During the current parliamentary term, Ali Zahid Hamid has served as a member of a Sub-Committee of the Standing Committee on Finance and Revenue of the National Assembly.

Ali Zahid has served on the Panel of Chairpersons of the National Assembly. Under Rule 13 of the Rules of Procedure and Conduct of Business in the National Assembly, members of the panel are nominated to preside over proceedings of the House in the absence of the Speaker and the Deputy Speaker.

== International engagements ==
Ali Zahid Hamid participated in a meeting between Pakistani parliamentarians and Iranian officials, during which both sides discussed strengthening bilateral relations, including increasing direct flights between Pakistan and Iran.

In October 2024, Ali Zahid Hamid was a member of a parliamentary delegation from Pakistan that visited the United Kingdom to participate in official engagements with British parliamentarians and representatives of the Pakistani diaspora.
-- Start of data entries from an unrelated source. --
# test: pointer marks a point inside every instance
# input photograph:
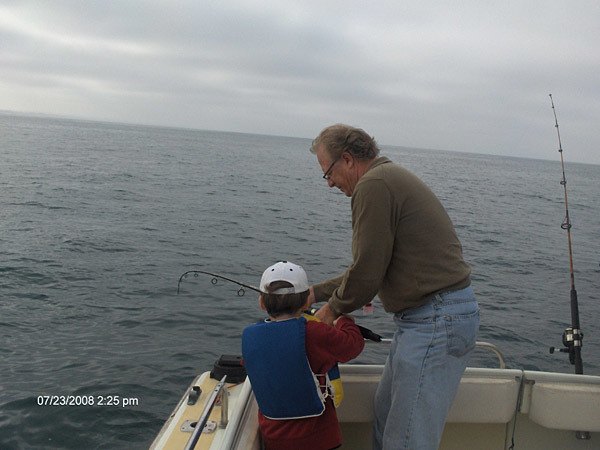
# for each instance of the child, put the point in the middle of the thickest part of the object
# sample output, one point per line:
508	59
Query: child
287	359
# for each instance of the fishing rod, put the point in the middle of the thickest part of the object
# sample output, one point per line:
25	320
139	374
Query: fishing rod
572	336
366	333
215	280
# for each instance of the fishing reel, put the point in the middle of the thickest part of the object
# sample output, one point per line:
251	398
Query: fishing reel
572	339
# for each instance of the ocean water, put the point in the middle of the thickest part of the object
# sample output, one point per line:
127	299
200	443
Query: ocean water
99	220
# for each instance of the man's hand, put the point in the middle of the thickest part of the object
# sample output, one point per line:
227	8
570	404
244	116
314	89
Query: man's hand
326	315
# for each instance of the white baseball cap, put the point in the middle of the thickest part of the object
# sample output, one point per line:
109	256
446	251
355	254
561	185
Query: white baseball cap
285	271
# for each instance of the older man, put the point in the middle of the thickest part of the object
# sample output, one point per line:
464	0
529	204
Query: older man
404	249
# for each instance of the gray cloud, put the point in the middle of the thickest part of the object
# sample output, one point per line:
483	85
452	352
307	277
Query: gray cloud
472	77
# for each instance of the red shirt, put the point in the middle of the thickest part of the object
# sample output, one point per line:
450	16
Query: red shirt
325	346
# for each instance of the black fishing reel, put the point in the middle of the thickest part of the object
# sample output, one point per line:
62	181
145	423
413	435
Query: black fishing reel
572	340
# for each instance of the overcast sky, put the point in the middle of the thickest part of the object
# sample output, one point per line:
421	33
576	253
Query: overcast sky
471	75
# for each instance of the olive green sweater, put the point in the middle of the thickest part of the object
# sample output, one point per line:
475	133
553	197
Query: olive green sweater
404	246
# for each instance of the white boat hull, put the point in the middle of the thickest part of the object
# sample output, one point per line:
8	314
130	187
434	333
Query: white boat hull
493	408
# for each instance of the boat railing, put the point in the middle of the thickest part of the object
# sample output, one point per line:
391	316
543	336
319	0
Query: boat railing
220	391
481	345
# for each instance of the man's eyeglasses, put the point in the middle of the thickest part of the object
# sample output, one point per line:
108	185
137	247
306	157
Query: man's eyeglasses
327	174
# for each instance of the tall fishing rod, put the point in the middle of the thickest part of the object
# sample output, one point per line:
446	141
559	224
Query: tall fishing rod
366	333
573	336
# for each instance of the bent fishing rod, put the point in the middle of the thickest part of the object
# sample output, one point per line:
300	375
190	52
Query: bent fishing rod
366	333
572	336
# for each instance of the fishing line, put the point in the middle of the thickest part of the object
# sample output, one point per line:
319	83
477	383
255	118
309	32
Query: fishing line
573	336
366	333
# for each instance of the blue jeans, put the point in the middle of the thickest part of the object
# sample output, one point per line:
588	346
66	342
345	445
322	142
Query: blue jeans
428	355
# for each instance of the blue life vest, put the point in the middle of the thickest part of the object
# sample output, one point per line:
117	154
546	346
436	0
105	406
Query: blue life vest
275	359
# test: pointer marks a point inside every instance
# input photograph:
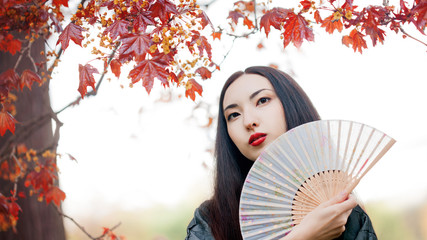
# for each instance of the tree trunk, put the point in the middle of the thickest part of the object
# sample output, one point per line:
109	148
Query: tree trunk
37	220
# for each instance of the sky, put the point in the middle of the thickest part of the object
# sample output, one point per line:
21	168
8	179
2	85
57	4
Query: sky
134	150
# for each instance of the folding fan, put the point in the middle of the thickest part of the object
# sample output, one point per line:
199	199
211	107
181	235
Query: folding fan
302	168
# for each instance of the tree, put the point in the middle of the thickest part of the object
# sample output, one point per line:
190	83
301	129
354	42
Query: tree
163	40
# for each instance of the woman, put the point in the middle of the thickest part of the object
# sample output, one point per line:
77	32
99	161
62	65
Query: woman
257	106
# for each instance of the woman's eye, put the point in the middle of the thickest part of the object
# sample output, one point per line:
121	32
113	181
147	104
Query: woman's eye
263	100
232	116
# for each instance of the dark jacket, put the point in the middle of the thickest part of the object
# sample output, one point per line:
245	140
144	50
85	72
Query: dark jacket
358	227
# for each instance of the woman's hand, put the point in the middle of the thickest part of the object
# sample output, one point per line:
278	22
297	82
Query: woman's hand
327	221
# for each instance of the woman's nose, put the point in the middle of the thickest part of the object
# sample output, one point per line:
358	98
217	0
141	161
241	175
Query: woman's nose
251	121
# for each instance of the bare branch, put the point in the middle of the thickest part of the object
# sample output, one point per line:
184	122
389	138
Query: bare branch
22	53
94	92
82	228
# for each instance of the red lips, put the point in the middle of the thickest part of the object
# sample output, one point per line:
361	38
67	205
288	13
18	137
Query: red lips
257	138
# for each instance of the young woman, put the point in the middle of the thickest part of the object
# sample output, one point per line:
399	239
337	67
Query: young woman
257	106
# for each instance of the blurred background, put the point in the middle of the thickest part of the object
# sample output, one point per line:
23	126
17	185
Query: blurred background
144	161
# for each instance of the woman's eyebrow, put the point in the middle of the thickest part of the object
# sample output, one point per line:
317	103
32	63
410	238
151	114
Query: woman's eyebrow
250	98
230	106
256	93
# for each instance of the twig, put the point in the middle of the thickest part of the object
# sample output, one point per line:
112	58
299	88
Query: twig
82	228
22	53
404	32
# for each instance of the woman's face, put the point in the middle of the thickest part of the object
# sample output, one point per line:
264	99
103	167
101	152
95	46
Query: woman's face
254	114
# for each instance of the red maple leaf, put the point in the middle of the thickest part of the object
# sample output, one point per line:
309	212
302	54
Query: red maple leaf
420	12
249	5
248	23
204	72
306	4
317	17
330	24
134	45
235	15
28	77
8	80
7	122
117	29
71	32
163	9
147	70
41	180
204	19
374	32
296	30
115	66
202	44
86	78
8	44
275	17
56	195
142	20
191	88
58	3
356	40
216	35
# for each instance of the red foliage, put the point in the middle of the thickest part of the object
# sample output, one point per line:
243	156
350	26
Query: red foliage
71	32
191	88
204	72
296	29
150	36
356	40
147	70
275	17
In July 2025, Ali Zahid Hamid was a member of an eight-member Government of Pakistan delegation led by Minister of State Bilal Azhar Kayani during an official visit to the United Arab Emirates under the UAE Government's Experience Exchange Programme (EEP). The delegation held meetings with senior UAE officials to discuss governance, digital transformation, public sector modernization, leadership development and institutional cooperation between Pakistan and UAE.

== Constituency activities ==
Ali Zahid Hamid has participated in discussions and meetings concerning constituency matters.

== Cricket activities ==
Ali Zahid Hamid participated in the 2019 Inter-Parliamentary Cricket World Cup held in England as a member of the Pakistan parliamentary cricket team. Before the tournament, he expressed his commitment to contributing to the team's performance in the competition. The event featured parliamentarians from different countries competing in cricket.